Si tiene, però, a precisare che quest’ultima ipotesi deve essere “maneggiata” con molta cautela, essendo il frutto di indicazioni contenute in Linee Guida del 2014 ed emanate in un contesto normativo differente rispetto a quello attualmente vigente.
Pertanto, in attesa di un aggiornamento sul tema, si ritiene che per poter implementare un lecito sistema di riconoscimento biometrico nel contesto lavorativo, sia anzitutto necessario per le società essere in grado di dimostrare il suo carattere indispensabile.

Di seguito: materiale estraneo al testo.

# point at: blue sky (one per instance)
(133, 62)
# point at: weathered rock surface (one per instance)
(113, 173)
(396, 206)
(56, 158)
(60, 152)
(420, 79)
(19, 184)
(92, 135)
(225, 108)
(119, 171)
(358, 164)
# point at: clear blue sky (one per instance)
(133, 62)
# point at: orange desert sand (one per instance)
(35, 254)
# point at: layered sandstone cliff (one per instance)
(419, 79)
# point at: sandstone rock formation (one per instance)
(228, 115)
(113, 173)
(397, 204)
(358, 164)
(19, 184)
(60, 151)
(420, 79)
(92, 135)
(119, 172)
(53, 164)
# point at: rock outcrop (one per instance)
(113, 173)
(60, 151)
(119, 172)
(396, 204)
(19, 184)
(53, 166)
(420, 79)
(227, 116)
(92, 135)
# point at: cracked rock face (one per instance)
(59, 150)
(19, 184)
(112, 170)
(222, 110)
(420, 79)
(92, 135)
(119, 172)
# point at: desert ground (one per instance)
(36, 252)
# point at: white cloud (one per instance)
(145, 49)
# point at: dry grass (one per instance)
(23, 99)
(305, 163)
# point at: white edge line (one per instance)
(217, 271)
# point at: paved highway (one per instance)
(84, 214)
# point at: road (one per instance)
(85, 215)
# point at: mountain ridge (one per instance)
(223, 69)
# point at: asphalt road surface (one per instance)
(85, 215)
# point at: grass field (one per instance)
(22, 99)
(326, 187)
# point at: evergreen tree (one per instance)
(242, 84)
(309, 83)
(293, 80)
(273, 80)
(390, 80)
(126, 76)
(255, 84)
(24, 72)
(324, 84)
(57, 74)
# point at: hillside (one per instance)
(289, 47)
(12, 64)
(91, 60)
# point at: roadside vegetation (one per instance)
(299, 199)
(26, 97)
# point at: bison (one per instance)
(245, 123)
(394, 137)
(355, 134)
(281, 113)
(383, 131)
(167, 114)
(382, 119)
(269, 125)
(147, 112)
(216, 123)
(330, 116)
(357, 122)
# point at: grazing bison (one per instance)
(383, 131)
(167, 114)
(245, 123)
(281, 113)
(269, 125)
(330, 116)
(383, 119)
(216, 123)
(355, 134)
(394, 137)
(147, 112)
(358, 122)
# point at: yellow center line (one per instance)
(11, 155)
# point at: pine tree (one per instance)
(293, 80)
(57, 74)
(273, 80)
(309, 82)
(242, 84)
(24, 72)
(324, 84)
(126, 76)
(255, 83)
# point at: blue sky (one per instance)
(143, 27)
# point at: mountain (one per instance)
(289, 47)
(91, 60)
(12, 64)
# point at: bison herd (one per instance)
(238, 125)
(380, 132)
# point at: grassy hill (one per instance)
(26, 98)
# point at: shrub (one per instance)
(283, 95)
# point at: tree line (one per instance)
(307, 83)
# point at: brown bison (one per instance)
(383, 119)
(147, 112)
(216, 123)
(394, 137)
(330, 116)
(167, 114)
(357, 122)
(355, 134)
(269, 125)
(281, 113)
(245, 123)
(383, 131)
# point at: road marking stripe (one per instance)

Ma non solo, prima dell’implementazione di un sistema di riconoscimento biometrico, dovrà necessariamente essere effettuata una valutazione di impatto per valutare la necessità e la proporzionalità del trattamento, nonché i relativi rischi. Ove, poi, si opti per l’adozione del sistema, occorrerà porre in essere tutti gli altri adempimenti privacy (tra cui la consegna di un’idonea informativa sul trattamento dei dati personali ai sensi dell’art. 13 del GDPR, la regolamentazione dei rapporti con eventuali soggetti interni ed esterni coinvolti nel trattamento e l’aggiornamento del registro delle attività di trattamento).